![Untitled (Flâneur … adrifts in … l’imaginaire de [s]on lieu) Untitled (Flâneur … adrifts in … l’imaginaire de [s]on lieu)](https://live.staticflickr.com/65535/54898040190_4a96d3248e_b.jpg)
Untitled (Flâneur … adrifts in … l’imaginaire de [s]on lieu), 2025. Pigment prints and wall paint.
Shown in ECHO DELAY REVERB : American Art, Francophone thought, Palais de Tokyo, 102225 – 021526.

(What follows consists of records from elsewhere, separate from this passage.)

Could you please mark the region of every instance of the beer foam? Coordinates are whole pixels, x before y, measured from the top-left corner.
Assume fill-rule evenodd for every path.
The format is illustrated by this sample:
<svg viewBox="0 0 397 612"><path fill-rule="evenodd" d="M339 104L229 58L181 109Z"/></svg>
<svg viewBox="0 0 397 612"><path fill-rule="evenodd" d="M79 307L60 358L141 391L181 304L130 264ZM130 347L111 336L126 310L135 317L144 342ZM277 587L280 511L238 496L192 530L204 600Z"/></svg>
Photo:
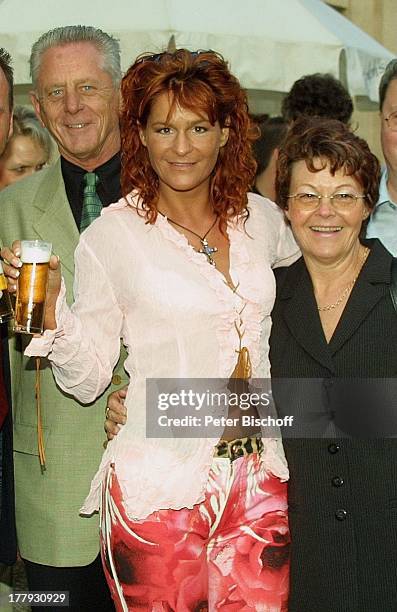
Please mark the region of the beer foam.
<svg viewBox="0 0 397 612"><path fill-rule="evenodd" d="M50 260L52 244L39 240L22 240L22 263L47 263Z"/></svg>

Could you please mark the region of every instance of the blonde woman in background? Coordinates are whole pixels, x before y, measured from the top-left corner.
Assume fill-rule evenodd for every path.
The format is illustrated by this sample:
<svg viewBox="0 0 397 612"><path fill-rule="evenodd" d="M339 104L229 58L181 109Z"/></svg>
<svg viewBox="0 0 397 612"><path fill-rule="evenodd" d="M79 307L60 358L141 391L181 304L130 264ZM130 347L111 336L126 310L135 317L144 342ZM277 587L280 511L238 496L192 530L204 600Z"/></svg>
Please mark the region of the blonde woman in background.
<svg viewBox="0 0 397 612"><path fill-rule="evenodd" d="M28 106L16 106L13 133L0 157L0 189L30 176L51 159L52 139Z"/></svg>

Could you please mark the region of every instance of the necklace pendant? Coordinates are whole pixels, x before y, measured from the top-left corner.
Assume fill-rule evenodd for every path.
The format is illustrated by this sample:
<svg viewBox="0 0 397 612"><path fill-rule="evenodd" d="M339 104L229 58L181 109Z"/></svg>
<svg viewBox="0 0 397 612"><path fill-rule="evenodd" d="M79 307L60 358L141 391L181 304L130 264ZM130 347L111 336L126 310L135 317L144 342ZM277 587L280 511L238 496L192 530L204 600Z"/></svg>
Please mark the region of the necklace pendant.
<svg viewBox="0 0 397 612"><path fill-rule="evenodd" d="M218 249L216 247L211 247L206 238L201 239L200 238L200 242L202 244L202 249L199 250L199 253L202 253L203 255L206 256L207 261L209 264L211 264L211 266L215 266L215 261L214 258L212 257L213 253L216 253L218 251Z"/></svg>

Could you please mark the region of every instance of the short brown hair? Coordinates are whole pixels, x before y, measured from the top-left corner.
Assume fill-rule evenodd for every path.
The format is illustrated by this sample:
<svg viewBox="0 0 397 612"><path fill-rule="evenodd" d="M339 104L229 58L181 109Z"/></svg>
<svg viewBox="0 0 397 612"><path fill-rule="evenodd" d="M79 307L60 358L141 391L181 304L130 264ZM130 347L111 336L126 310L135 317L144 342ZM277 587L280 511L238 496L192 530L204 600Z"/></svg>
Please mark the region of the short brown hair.
<svg viewBox="0 0 397 612"><path fill-rule="evenodd" d="M302 115L338 119L349 123L353 102L347 89L331 74L308 74L295 81L285 96L281 114L292 122Z"/></svg>
<svg viewBox="0 0 397 612"><path fill-rule="evenodd" d="M314 165L314 160L322 164ZM362 186L366 204L371 210L379 195L380 164L368 144L336 119L301 117L292 124L279 153L276 178L276 201L288 208L288 195L294 162L306 162L310 172L318 172L328 164L331 174L343 170Z"/></svg>
<svg viewBox="0 0 397 612"><path fill-rule="evenodd" d="M220 227L228 218L245 213L247 192L255 175L253 135L247 98L225 60L214 51L178 49L139 57L121 84L122 192L138 191L148 222L157 217L159 180L139 137L154 99L171 94L172 104L205 112L210 123L229 128L210 183L210 197Z"/></svg>

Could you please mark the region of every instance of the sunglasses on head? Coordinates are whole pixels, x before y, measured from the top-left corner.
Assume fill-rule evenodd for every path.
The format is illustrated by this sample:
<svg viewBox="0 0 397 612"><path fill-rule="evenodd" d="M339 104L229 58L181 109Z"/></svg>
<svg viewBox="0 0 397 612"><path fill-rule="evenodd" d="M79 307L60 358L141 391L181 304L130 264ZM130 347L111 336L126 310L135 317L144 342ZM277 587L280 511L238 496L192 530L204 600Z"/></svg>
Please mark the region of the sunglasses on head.
<svg viewBox="0 0 397 612"><path fill-rule="evenodd" d="M188 49L184 49L185 51L188 51ZM179 51L179 49L177 50ZM143 62L159 62L161 60L162 57L164 57L165 55L174 55L174 51L162 51L161 53L152 53L150 55L143 55L142 57L139 57L136 60L136 64L142 64ZM188 53L190 54L191 57L197 57L198 55L201 55L202 53L215 53L215 51L212 51L212 49L208 49L208 50L204 50L201 49L199 51L188 51Z"/></svg>

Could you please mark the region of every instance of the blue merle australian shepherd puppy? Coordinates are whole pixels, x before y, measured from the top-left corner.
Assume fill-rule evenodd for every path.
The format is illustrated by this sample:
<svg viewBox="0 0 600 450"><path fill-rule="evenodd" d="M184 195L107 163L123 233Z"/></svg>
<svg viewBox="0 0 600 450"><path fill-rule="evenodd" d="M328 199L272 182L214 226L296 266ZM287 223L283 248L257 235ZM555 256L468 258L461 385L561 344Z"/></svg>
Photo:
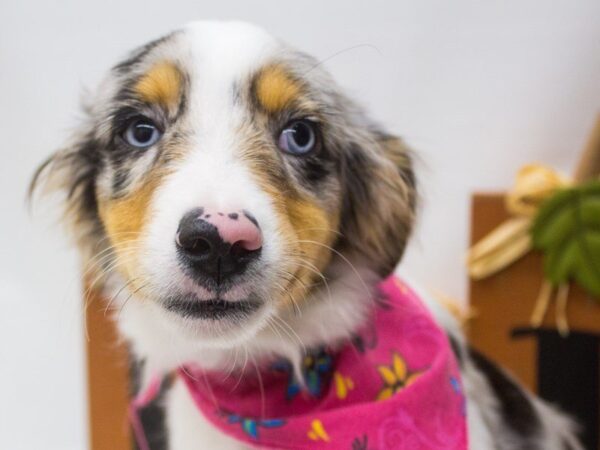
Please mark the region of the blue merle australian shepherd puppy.
<svg viewBox="0 0 600 450"><path fill-rule="evenodd" d="M281 359L301 379L311 351L352 340L371 316L417 206L403 142L317 60L237 22L192 23L110 69L71 140L38 170L40 185L64 193L86 270L143 362L142 385L182 365L244 385L255 377L248 367ZM470 350L452 318L424 302L460 372L469 448L581 448L569 419ZM323 367L335 366L333 355ZM404 364L395 357L378 369L394 392L411 388ZM338 397L356 389L338 375L324 380L342 383ZM244 395L248 386L269 391L249 383ZM181 377L165 394L170 449L253 448L208 420L192 394ZM253 438L280 424L231 414L228 423ZM339 448L327 423L310 426L306 444L280 447ZM443 448L423 443L434 437L404 438ZM398 445L385 448L409 448Z"/></svg>

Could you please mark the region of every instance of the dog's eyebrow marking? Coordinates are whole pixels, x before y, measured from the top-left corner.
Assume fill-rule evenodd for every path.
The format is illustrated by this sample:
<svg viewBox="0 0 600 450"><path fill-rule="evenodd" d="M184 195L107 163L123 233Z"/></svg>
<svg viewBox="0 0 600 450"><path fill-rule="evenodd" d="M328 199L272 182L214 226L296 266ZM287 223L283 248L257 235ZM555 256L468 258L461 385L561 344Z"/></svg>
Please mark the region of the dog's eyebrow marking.
<svg viewBox="0 0 600 450"><path fill-rule="evenodd" d="M258 102L268 112L276 113L300 95L300 84L279 65L267 66L255 80L254 92Z"/></svg>
<svg viewBox="0 0 600 450"><path fill-rule="evenodd" d="M169 107L176 105L181 95L182 75L175 64L155 64L135 84L134 92L148 103Z"/></svg>

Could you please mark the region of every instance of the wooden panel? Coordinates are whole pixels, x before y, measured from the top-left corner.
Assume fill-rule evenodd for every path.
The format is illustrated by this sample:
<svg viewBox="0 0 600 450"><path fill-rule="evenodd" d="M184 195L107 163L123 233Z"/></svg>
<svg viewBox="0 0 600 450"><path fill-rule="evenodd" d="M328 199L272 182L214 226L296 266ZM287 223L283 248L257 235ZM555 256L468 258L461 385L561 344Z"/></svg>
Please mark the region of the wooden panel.
<svg viewBox="0 0 600 450"><path fill-rule="evenodd" d="M471 242L477 242L507 218L503 196L478 194L471 210ZM470 305L475 319L469 325L472 345L508 368L526 386L536 388L534 339L512 340L510 331L527 326L542 281L540 256L527 255L513 266L484 280L471 280Z"/></svg>
<svg viewBox="0 0 600 450"><path fill-rule="evenodd" d="M86 311L90 445L92 450L131 450L127 419L128 356L119 343L105 301L91 295Z"/></svg>

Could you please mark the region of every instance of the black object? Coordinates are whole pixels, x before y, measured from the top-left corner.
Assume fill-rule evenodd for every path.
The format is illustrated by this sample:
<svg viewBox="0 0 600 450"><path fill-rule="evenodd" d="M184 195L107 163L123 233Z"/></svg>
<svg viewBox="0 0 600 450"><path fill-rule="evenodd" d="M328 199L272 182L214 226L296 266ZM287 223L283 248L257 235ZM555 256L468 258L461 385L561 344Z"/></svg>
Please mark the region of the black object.
<svg viewBox="0 0 600 450"><path fill-rule="evenodd" d="M586 449L600 443L600 335L554 329L517 328L513 338L537 338L538 394L560 406L581 425Z"/></svg>
<svg viewBox="0 0 600 450"><path fill-rule="evenodd" d="M140 388L140 374L144 363L132 358L129 365L130 397L134 397ZM167 377L160 386L159 394L147 406L138 411L148 446L152 450L167 450L167 430L165 424L164 397L170 387L171 380ZM133 433L132 433L133 437ZM131 443L132 450L139 450L135 438Z"/></svg>

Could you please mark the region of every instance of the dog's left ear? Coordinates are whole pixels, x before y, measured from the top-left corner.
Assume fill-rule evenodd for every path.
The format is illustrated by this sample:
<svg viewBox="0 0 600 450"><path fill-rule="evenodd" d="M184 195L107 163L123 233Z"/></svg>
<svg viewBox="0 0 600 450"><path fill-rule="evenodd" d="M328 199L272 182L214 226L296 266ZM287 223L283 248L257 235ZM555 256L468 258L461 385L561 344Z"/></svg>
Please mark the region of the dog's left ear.
<svg viewBox="0 0 600 450"><path fill-rule="evenodd" d="M60 193L63 222L71 231L87 263L102 242L104 232L98 216L96 177L102 160L99 144L86 126L41 164L29 187L29 201L40 194Z"/></svg>
<svg viewBox="0 0 600 450"><path fill-rule="evenodd" d="M340 247L366 258L385 276L404 253L416 210L416 181L410 151L401 139L370 132L342 158L344 199Z"/></svg>

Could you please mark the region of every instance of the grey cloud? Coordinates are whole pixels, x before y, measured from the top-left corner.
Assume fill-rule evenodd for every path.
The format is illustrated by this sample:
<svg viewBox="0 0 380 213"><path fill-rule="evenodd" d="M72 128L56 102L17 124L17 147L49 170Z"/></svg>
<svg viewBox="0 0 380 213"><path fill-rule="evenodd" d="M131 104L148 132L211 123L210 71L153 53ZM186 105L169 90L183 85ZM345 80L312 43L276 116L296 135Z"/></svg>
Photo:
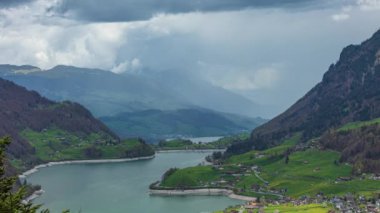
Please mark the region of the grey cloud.
<svg viewBox="0 0 380 213"><path fill-rule="evenodd" d="M13 7L17 6L19 4L28 3L33 0L1 0L0 1L0 8L1 7Z"/></svg>
<svg viewBox="0 0 380 213"><path fill-rule="evenodd" d="M336 2L335 0L322 2ZM317 4L318 3L318 4ZM247 8L299 8L321 6L320 0L63 0L54 9L69 18L100 21L146 20L159 13L231 11Z"/></svg>

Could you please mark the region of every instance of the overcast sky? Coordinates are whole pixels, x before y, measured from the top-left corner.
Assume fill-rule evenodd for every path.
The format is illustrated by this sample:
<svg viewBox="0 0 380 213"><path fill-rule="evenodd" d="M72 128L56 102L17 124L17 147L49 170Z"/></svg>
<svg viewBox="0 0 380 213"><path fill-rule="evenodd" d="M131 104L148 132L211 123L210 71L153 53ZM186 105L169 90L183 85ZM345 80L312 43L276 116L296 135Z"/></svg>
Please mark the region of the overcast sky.
<svg viewBox="0 0 380 213"><path fill-rule="evenodd" d="M1 0L0 63L188 72L280 111L379 20L380 0Z"/></svg>

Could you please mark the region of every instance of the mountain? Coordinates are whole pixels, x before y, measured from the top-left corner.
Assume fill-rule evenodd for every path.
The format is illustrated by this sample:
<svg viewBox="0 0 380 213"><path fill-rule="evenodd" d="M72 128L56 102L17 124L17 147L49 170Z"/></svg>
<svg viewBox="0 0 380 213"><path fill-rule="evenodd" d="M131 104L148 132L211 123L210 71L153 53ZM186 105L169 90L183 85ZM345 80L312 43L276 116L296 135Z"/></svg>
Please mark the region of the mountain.
<svg viewBox="0 0 380 213"><path fill-rule="evenodd" d="M130 144L120 141L81 105L50 101L37 92L0 79L0 137L7 135L12 138L8 159L19 170L47 161L119 158L131 154L127 148ZM140 146L140 142L132 143Z"/></svg>
<svg viewBox="0 0 380 213"><path fill-rule="evenodd" d="M26 71L29 68L28 71ZM56 66L42 71L31 66L1 65L0 75L56 101L71 100L95 116L148 108L179 107L180 103L137 76L121 76L98 69Z"/></svg>
<svg viewBox="0 0 380 213"><path fill-rule="evenodd" d="M231 146L227 152L265 149L295 133L301 133L301 142L305 142L350 122L379 118L379 82L380 31L360 45L344 48L339 61L330 66L322 82L284 113L254 129L247 143ZM380 142L378 138L374 140L376 144ZM330 143L334 142L324 145L329 147Z"/></svg>
<svg viewBox="0 0 380 213"><path fill-rule="evenodd" d="M380 172L380 118L329 130L319 142L327 149L341 152L340 161L354 165L357 174Z"/></svg>
<svg viewBox="0 0 380 213"><path fill-rule="evenodd" d="M248 131L264 122L206 109L144 110L101 117L121 137L163 139L176 136L219 136Z"/></svg>
<svg viewBox="0 0 380 213"><path fill-rule="evenodd" d="M114 74L63 65L50 70L28 65L0 65L0 77L56 101L81 103L97 117L183 108L258 116L262 110L251 100L180 72Z"/></svg>

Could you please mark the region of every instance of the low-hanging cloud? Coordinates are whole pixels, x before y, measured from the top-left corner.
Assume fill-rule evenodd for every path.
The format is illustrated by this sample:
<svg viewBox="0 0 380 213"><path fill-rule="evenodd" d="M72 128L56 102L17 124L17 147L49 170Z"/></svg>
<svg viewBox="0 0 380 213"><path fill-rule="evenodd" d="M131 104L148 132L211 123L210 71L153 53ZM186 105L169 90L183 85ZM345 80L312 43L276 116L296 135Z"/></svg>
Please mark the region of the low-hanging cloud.
<svg viewBox="0 0 380 213"><path fill-rule="evenodd" d="M336 0L62 0L53 9L68 18L123 22L147 20L157 14L178 14L188 12L235 11L249 8L302 8L318 2L336 2Z"/></svg>
<svg viewBox="0 0 380 213"><path fill-rule="evenodd" d="M1 0L0 7L13 7L15 5L24 4L33 0Z"/></svg>
<svg viewBox="0 0 380 213"><path fill-rule="evenodd" d="M102 8L104 2L97 0L93 7ZM230 11L203 9L219 11L207 13L173 9L173 14L153 15L144 21L110 23L104 18L89 17L88 22L72 18L73 6L68 3L62 14L52 9L61 4L62 0L34 0L0 8L0 63L43 69L65 64L144 75L160 70L186 72L281 109L318 82L344 46L363 41L380 27L378 11L367 10L368 5L376 8L370 1L297 12L250 6L239 7L244 10L223 7L236 9ZM151 17L152 11L144 12L143 6L136 13ZM349 18L337 16L340 21L334 21L334 14Z"/></svg>

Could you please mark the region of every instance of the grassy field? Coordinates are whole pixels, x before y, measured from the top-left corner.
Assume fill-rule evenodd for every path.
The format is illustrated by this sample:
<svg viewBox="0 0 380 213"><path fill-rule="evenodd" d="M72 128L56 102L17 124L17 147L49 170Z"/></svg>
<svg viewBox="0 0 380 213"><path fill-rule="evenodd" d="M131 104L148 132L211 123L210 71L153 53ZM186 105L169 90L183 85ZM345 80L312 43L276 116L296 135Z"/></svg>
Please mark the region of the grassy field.
<svg viewBox="0 0 380 213"><path fill-rule="evenodd" d="M223 137L219 140L209 143L193 143L186 139L173 139L161 141L155 148L158 150L186 150L186 149L225 149L232 143L246 140L249 138L248 133L241 133L234 136Z"/></svg>
<svg viewBox="0 0 380 213"><path fill-rule="evenodd" d="M199 187L210 185L212 181L219 178L219 172L214 170L211 166L195 166L185 169L179 169L166 178L161 186L163 187Z"/></svg>
<svg viewBox="0 0 380 213"><path fill-rule="evenodd" d="M280 159L263 167L261 176L270 182L269 187L287 189L287 194L301 195L336 193L329 189L336 178L350 176L351 167L337 165L339 154L332 151L307 150L289 156L289 163Z"/></svg>
<svg viewBox="0 0 380 213"><path fill-rule="evenodd" d="M232 156L219 169L210 166L180 169L164 180L162 185L178 187L188 180L189 186L201 187L224 180L233 185L239 194L258 196L251 188L259 185L267 190L283 190L286 196L294 198L313 196L320 192L328 196L346 193L372 196L380 192L380 181L361 180L358 177L337 181L340 177L350 177L352 166L338 163L340 154L335 151L308 148L292 152L286 163L284 152L298 140L299 135L295 135L280 146ZM253 166L259 167L258 174L251 169ZM269 184L266 185L266 182Z"/></svg>
<svg viewBox="0 0 380 213"><path fill-rule="evenodd" d="M241 155L233 155L229 159L226 160L226 164L244 164L244 165L252 165L253 163L257 163L259 165L265 165L272 163L273 160L276 159L269 159L267 156L276 156L283 152L285 152L287 149L295 146L297 142L299 141L299 138L301 137L300 134L296 134L295 136L287 139L282 143L281 145L275 146L270 149L266 149L264 151L257 151L253 150ZM256 159L258 155L266 156L262 160L253 160Z"/></svg>
<svg viewBox="0 0 380 213"><path fill-rule="evenodd" d="M35 148L36 157L45 162L137 157L153 153L150 147L138 139L118 142L103 133L72 134L54 128L41 132L26 129L20 135Z"/></svg>
<svg viewBox="0 0 380 213"><path fill-rule="evenodd" d="M380 124L380 118L376 118L370 121L359 121L359 122L348 123L342 126L341 128L339 128L338 131L348 131L348 130L358 129L363 126L370 126L374 124Z"/></svg>
<svg viewBox="0 0 380 213"><path fill-rule="evenodd" d="M229 209L226 209L226 211L216 211L214 213L225 213L225 212L231 213L233 210L239 211L239 209L240 208L229 208ZM331 209L332 209L331 207L323 206L321 204L309 204L309 205L301 205L301 206L294 206L292 204L269 205L263 208L265 213L274 213L274 212L327 213ZM257 213L258 210L254 210L253 212ZM248 211L244 210L243 213L248 213Z"/></svg>

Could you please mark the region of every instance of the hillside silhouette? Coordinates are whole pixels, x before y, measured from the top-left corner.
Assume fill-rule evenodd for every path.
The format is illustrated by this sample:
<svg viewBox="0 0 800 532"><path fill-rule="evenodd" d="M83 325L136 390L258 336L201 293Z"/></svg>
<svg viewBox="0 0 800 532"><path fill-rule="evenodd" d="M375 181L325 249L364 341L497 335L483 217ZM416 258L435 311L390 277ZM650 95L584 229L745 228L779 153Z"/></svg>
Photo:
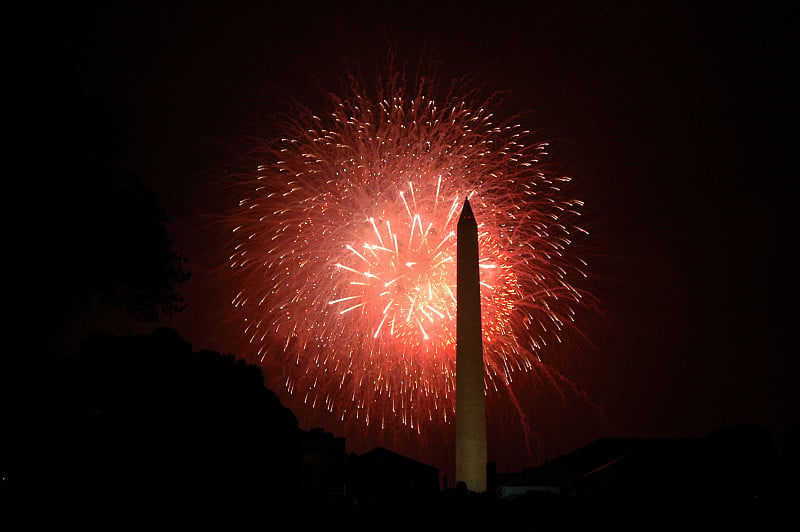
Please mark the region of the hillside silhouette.
<svg viewBox="0 0 800 532"><path fill-rule="evenodd" d="M347 454L344 438L300 430L259 367L192 351L173 329L94 334L73 356L2 360L0 495L13 507L531 529L765 523L796 500L797 428L780 454L753 425L705 438L601 438L536 468L492 473L489 493L469 494L440 486L435 467L381 448Z"/></svg>
<svg viewBox="0 0 800 532"><path fill-rule="evenodd" d="M73 357L7 369L0 466L12 497L146 508L270 501L299 482L297 420L261 370L192 352L172 329L95 334Z"/></svg>

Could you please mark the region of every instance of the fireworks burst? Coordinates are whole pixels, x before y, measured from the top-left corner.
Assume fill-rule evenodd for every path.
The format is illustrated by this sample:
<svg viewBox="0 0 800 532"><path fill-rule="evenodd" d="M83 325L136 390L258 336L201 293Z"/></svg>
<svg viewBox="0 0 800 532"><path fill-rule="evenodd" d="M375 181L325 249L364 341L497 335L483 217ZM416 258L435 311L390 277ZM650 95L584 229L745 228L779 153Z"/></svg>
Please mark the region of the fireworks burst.
<svg viewBox="0 0 800 532"><path fill-rule="evenodd" d="M547 144L493 115L492 98L401 76L351 80L300 110L266 148L232 215L230 268L253 356L290 403L422 433L455 414L455 229L479 223L485 384L546 374L574 327L583 262L567 253L582 202L548 173Z"/></svg>

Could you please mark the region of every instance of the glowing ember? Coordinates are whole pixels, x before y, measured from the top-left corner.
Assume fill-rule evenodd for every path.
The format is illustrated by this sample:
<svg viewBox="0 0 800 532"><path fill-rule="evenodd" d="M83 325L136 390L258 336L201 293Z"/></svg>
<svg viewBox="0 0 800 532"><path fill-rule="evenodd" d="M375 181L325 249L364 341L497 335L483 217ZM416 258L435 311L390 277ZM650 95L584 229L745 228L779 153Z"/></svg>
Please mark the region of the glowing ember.
<svg viewBox="0 0 800 532"><path fill-rule="evenodd" d="M582 202L548 175L546 144L493 102L371 97L353 82L318 115L298 111L266 148L232 215L233 305L267 373L341 420L421 432L455 411L455 228L479 223L487 393L572 327L582 293L572 235Z"/></svg>

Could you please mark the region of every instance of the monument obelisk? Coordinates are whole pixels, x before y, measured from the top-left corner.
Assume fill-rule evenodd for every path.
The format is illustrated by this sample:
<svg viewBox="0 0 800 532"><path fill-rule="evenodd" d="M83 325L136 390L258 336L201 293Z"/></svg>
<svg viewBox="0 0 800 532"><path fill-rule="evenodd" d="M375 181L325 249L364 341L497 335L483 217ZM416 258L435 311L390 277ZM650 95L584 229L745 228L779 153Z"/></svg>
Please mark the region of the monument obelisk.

The practice of Haitian photographer Adler Guerrier examines how geographic environments and their histories are in relation to identity formations. The series Untitled (Flâneur), begun in 1999, consists of documentation of his wanderings around the peripheral spaces of New York and Miami, his discrete silhouette at times blending into the cityscapes. Though the Baudelairian figure of the flâneur as well as the Situationist practice of the dérive are channeled here, the series also brings to mind Edouard Glissant’s reflections on the way in which the errance and movement characteristic of Caribbean history have enabled its peoples to avoid fixed and totalising identities. The nocturnal photographs from the series Wander and Errancies (2021) evoke the journeys of fugitives that not only travelled to North but also South to Florida, Mexico and Cuba. In this context, the presence of oranges—a fruit that only grows beneath a certain latitude—were symbols of promise and freedom. Images from these two series are brought together here in a new ensemble devised for the exhibition. They are complemented by a wall painting that reproduces some of the common colours used to paint family homes in South Florida, in a simple, vernacular practice through which people seek to appropriate and contribute to their environments.